The phrasing “the way we should” is doing double duty. On the surface, it’s a call for smarter viewing: education, civic engagement, shared cultural reference points that actually enrich public life. Underneath, it’s a critique of television as a one-way pipeline optimized for attention capture and advertising, a machine that rewards spectatorship over participation. McDonough suggests the problem isn’t that television failed, but that we accepted its default setting: consumption as a lifestyle.
Context matters: a mid-to-late 20th-century writer watching TV become the central hearth of the home, then the central marketplace of politics. The line lands as a pre-streaming warning about what happens when a powerful medium is treated like background noise: it doesn’t just waste time, it trains citizens.

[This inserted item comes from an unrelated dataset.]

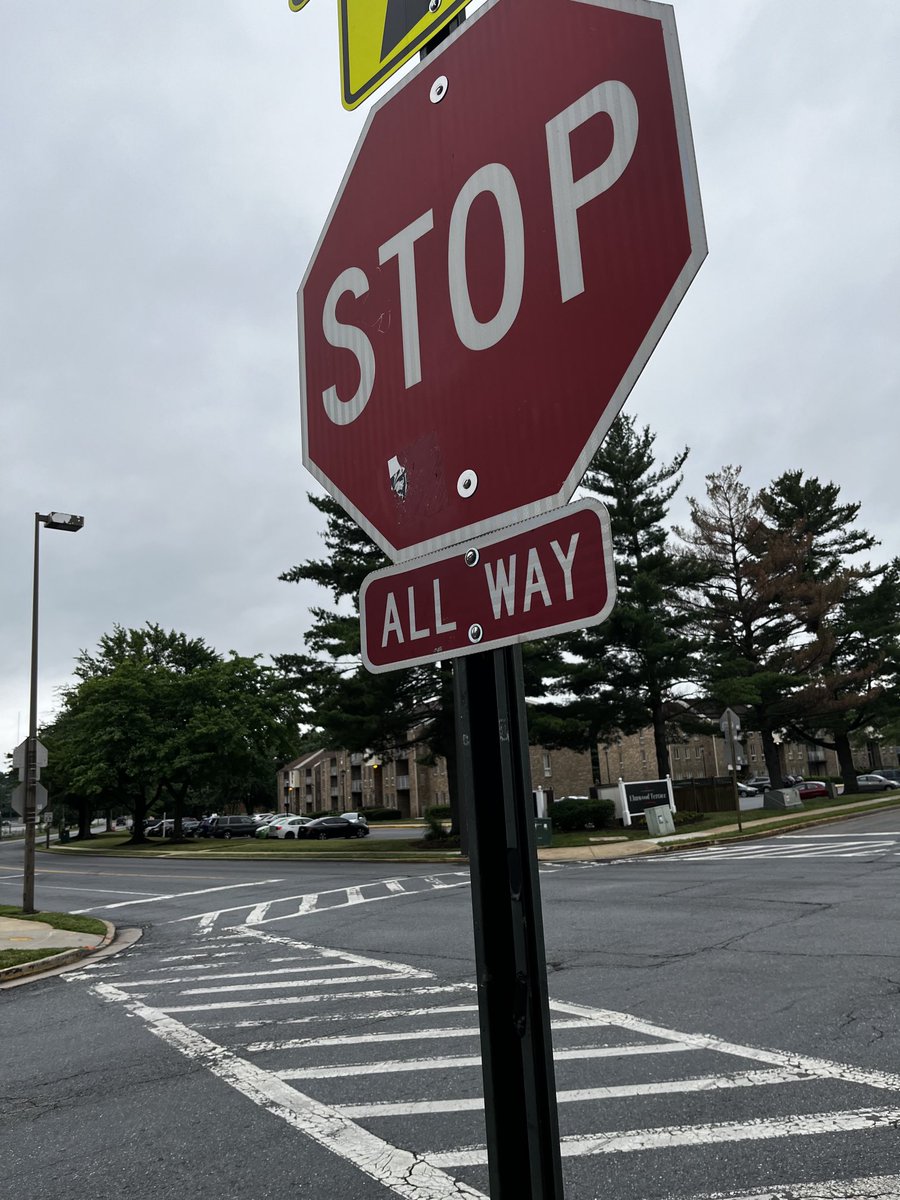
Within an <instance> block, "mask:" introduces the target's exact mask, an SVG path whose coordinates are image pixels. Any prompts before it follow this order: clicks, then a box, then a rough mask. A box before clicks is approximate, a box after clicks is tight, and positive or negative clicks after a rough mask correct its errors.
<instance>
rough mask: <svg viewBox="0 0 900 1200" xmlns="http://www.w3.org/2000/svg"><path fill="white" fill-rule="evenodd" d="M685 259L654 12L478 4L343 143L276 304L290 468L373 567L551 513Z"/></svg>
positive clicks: (673, 135) (598, 430)
mask: <svg viewBox="0 0 900 1200" xmlns="http://www.w3.org/2000/svg"><path fill="white" fill-rule="evenodd" d="M704 256H706V240H704V234H703V220H702V212H701V206H700V192H698V186H697V180H696V168H695V163H694V154H692V145H691V137H690V127H689V120H688V106H686V100H685V94H684V82H683V77H682V70H680V62H679V58H678V46H677V36H676V30H674V18H673V14H672V11H671V8H668V7H666V6H662V5H658V4H644V2H643V0H607V4H604V2H600V0H493V2H492V4H487V5H485V6H484V7H482V8H481V10H480V11H479V12H478V13H476V16H475V17H474V18H473V19H470V20H468V22H467V23H466V24H464V25H463V26H462V28H461V29H460V30H458V31H457V32H456V34H455V35H452V36H451V37H450V38H448V41H446V42H445V43H444V46H443V47H442V49H440V50H439V52H438V53H436V54H433V55H431V56H430V58H428V59H426V60H425V61H424V62H422V64H420V65H419V67H418V68H416V70H415V71H414V72H413V73H412V74H409V76H408V77H407V78H406V79H404V80H403V82H402V83H401V84H400V85H398V86H397V88H395V89H394V90H392V91H391V92H390V94H389V95H388V96H386V97H385V100H383V101H382V102H380V103H379V104H377V106H374V107H373V108H372V110H371V113H370V115H368V119H367V122H366V125H365V128H364V131H362V133H361V136H360V139H359V143H358V145H356V149H355V152H354V156H353V158H352V161H350V164H349V167H348V169H347V173H346V175H344V179H343V182H342V185H341V188H340V191H338V194H337V197H336V199H335V202H334V205H332V208H331V212H330V215H329V218H328V222H326V224H325V228H324V230H323V233H322V235H320V238H319V242H318V245H317V247H316V251H314V253H313V256H312V259H311V262H310V265H308V268H307V271H306V275H305V277H304V281H302V284H301V286H300V292H299V295H298V305H299V332H300V378H301V407H302V437H304V463H305V464H306V467H307V468H308V469H310V470H311V472H312V474H313V475H314V476H316V478H317V479H318V480H319V481H320V482H322V484H323V485H324V487H325V488H326V490H328V491H329V492H331V494H332V496H334V497H335V498H336V499H337V500H338V502H340V503H341V504H342V505H343V506H344V508H346V509H347V510H348V511H349V512H350V515H352V516H353V517H355V520H356V521H358V522H359V523H360V524H361V526H362V527H364V528H365V529H366V530H367V533H368V534H370V535H371V536H372V538H373V539H374V541H376V542H378V545H380V546H382V547H383V550H384V551H385V552H386V553H388V554H390V556H391V557H392V558H394V559H395V560H403V559H407V558H409V557H412V556H414V554H420V553H424V552H427V551H431V550H438V548H440V547H444V546H449V545H455V544H456V542H458V541H462V540H463V539H468V538H473V536H476V535H479V534H484V533H487V532H490V530H493V529H498V528H500V527H503V526H506V524H510V523H511V522H514V521H517V520H521V518H523V517H526V516H535V515H538V514H540V512H544V511H548V510H550V509H553V508H557V506H559V505H560V504H563V503H565V502H566V500H568V499H569V498H570V497H571V494H572V492H574V491H575V488H576V487H577V485H578V481H580V480H581V476H582V475H583V473H584V469H586V468H587V466H588V463H589V461H590V458H592V456H593V454H594V451H595V450H596V448H598V446H599V444H600V442H601V440H602V438H604V436H605V434H606V431H607V430H608V427H610V425H611V422H612V420H613V418H614V416H616V414H617V413H618V410H619V408H620V407H622V404H623V403H624V400H625V397H626V395H628V392H629V391H630V389H631V388H632V385H634V383H635V380H636V379H637V376H638V374H640V372H641V370H642V368H643V365H644V364H646V361H647V359H648V358H649V354H650V352H652V350H653V347H654V346H655V343H656V341H658V340H659V337H660V335H661V332H662V330H664V328H665V325H666V324H667V322H668V319H670V318H671V316H672V313H673V312H674V310H676V307H677V305H678V302H679V301H680V299H682V296H683V295H684V293H685V290H686V288H688V286H689V284H690V281H691V280H692V277H694V276H695V274H696V271H697V270H698V268H700V264H701V262H702V259H703V257H704Z"/></svg>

The phrasing “the way we should” is doing double duty. On the surface, it’s a call for smarter viewing: education, civic engagement, shared cultural reference points that actually enrich public life. Underneath, it’s a critique of television as a one-way pipeline optimized for attention capture and advertising, a machine that rewards spectatorship over participation. McDonough suggests the problem isn’t that television failed, but that we accepted its default setting: consumption as a lifestyle.
Context matters: a mid-to-late 20th-century writer watching TV become the central hearth of the home, then the central marketplace of politics. The line lands as a pre-streaming warning about what happens when a powerful medium is treated like background noise: it doesn’t just waste time, it trains citizens.